Sumac is a very unique spice- there is nothing else like it, and it’s hard to substitute because nothing else really comes close in terms of flavor. It’s lemony and tart with surprising depth and an unusual complexity. It is traditionally used in Middle Eastern cuisine, added to everything from meat rubs and kebabs to yogurt dips giving dishes a unique brightness. I love it roasted with cauliflower, on avocado toast, or sprinkled over a soft boiled egg or hummus. I hope you track down this spice and add it to your repertoire. There is so much to love about it!
A whole chicken is quartered. You can also use skin on, bone in chicken thighs or breasts for this too…just remember to adjust cooking time.
Make the simple marinade and coat the chicken.
Slice the Meyer lemons and lay them down in a baking dish.
Lay the marinated chicken and all the juices over the lemons.
Roast in a hot oven until cooked through ( thigh reaches 170F).
Spoon the flavorful pan juices over the chicken, and sprinkle with Aleppo chili pepper ( optional) .
Aleppo chili pepper is a mild and sunny chile from the Aleppo region of Syria. It has a moderate heat that doesn’t overpower its fruity complex flavor. It’s truly divine.

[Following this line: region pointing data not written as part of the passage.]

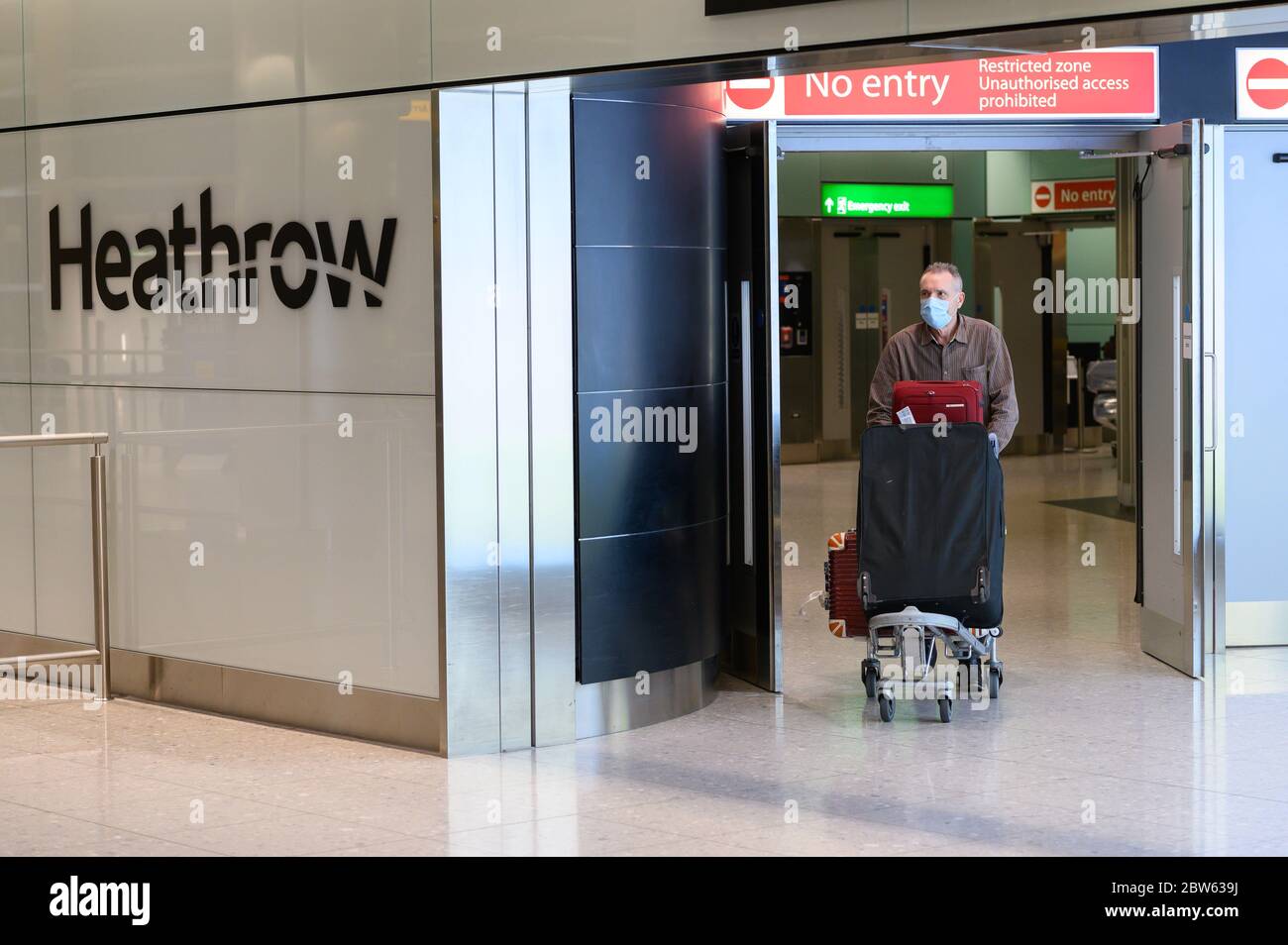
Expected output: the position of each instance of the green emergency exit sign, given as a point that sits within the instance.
(887, 200)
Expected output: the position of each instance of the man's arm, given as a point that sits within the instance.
(881, 391)
(1004, 411)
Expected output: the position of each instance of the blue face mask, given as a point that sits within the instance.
(934, 312)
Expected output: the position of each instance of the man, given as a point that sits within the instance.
(947, 345)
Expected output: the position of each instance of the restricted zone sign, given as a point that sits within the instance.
(1076, 84)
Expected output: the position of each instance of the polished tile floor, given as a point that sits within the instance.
(1094, 748)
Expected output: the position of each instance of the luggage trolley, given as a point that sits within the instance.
(969, 647)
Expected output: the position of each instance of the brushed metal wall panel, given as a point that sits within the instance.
(11, 63)
(312, 546)
(369, 713)
(562, 35)
(682, 200)
(649, 317)
(103, 59)
(631, 486)
(14, 327)
(651, 601)
(273, 166)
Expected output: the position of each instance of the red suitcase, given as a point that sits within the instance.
(845, 614)
(960, 402)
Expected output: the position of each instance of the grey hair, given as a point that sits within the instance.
(945, 267)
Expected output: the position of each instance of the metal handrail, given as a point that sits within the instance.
(98, 536)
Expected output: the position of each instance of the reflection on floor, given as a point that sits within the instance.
(1093, 748)
(1098, 505)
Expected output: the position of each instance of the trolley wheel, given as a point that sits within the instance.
(887, 705)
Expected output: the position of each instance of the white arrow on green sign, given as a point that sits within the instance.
(887, 200)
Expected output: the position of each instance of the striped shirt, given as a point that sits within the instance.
(977, 353)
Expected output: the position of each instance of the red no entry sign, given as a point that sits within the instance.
(750, 93)
(1261, 82)
(1267, 82)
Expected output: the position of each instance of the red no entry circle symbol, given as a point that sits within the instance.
(750, 93)
(1267, 84)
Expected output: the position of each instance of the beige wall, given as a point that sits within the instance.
(71, 59)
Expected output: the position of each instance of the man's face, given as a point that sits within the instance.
(940, 286)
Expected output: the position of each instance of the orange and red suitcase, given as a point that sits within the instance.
(958, 402)
(845, 617)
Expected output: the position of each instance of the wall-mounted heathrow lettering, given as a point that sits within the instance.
(161, 282)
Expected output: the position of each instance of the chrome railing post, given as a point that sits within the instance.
(98, 529)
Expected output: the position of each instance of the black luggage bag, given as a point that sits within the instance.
(931, 524)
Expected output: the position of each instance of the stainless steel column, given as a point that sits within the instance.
(468, 446)
(514, 507)
(554, 582)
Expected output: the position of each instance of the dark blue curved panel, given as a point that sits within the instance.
(640, 486)
(651, 516)
(681, 204)
(649, 318)
(651, 601)
(616, 88)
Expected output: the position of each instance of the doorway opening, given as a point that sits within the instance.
(1078, 244)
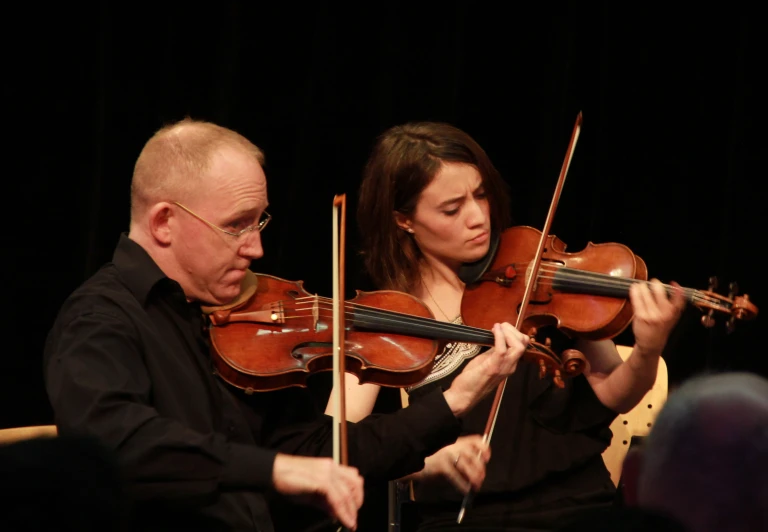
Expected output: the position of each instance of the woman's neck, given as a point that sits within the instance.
(441, 289)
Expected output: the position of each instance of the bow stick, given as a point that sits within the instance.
(533, 272)
(339, 410)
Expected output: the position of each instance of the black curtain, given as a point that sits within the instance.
(669, 160)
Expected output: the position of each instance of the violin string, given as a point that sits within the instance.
(359, 314)
(588, 278)
(576, 277)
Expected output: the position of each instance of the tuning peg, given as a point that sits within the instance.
(542, 368)
(707, 320)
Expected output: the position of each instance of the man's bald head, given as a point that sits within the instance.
(174, 162)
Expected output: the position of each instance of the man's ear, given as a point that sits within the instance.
(403, 222)
(630, 475)
(159, 219)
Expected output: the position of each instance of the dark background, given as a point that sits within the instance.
(669, 162)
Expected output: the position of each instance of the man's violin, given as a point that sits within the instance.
(276, 335)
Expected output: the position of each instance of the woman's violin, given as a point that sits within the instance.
(583, 294)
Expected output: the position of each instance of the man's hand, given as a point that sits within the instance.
(320, 482)
(483, 374)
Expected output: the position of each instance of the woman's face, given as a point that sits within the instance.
(451, 222)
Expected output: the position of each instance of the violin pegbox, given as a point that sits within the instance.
(738, 307)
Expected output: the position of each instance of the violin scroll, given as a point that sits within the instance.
(737, 307)
(568, 364)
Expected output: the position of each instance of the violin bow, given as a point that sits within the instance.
(529, 287)
(340, 408)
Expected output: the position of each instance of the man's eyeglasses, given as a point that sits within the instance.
(262, 223)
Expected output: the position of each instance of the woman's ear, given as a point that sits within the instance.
(403, 222)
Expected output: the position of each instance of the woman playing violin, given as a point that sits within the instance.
(429, 200)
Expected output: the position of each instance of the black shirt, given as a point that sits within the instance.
(127, 361)
(546, 462)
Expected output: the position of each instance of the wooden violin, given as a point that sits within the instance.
(276, 334)
(583, 294)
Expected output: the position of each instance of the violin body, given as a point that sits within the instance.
(281, 334)
(582, 294)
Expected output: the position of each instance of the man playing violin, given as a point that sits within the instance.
(127, 359)
(429, 201)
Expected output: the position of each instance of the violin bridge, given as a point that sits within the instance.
(315, 313)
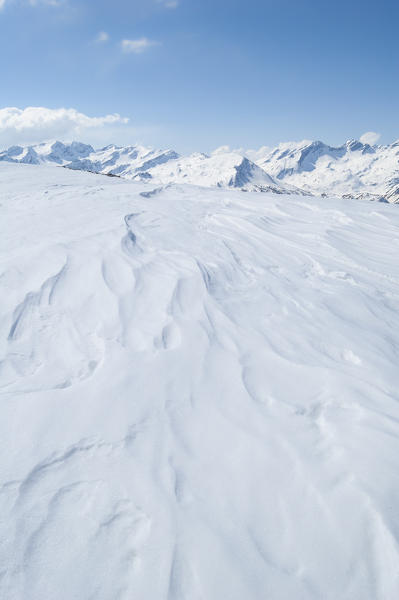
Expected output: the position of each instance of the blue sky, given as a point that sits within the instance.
(196, 74)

Serve with rice and salad.
Roasted Chicken with Sumac
Roasted Chicken with Sumac and Lemon- a flavorful chicken recipe with roots in Middle Eastern Cuisine, deliciously tangy and earthy.
- Prep Time: 20 mins
- Cook Time: 50 mins
- Total Time: 1 hour 10 minutes
- Yield: 3-4
- Category: Main
- Cuisine: Middle Eastern
- 5-6 pound whole chicken, or purchase bone-in pieces.
- 2 meyer lemons ( or use regular lemons)
- 1 tablespoon sumac- or sub Zaatar spice
- 5 cloves garlic- finely minced
- 1 teaspoon kosher salt
- ⅛ cup olive oil
- 6-8 sprigs of fresh thyme
- Aleppo pepper- garnish ( or chili flakes)
- Preheat oven to 375F
- Rinse and pat dry chicken. Remove backbone of chicken using kitchen scissors and cut chicken into quarters.
- In a small bowl mix garlic, oil, salt and sumac and juice from ½ a meyer lemon juice ( about ⅛ Cup).
- Cut the remaining 1 ½ lemons into ¼ inch slices and spread out on a baking dish or sheet pan. Add a few springs of thyme over the lemon slices.
- Rub each piece of chicken, coating all sides well with the sumac marinade and lay skin side up, over the sliced lemons and thyme.
- Place in the middle of a hot oven and roast for 50 minutes or longer, until chicken is cooked through, reaching 170F in the thigh, and skin is crispy. To increase crispiness, broil for a few minutes under a careful watch, not to burn.
- To serve, spoon a little of the sauce from the pan, over the chicken, garnish with fresh thyme sprigs and sprinkle with Aleppo pepper ( optional).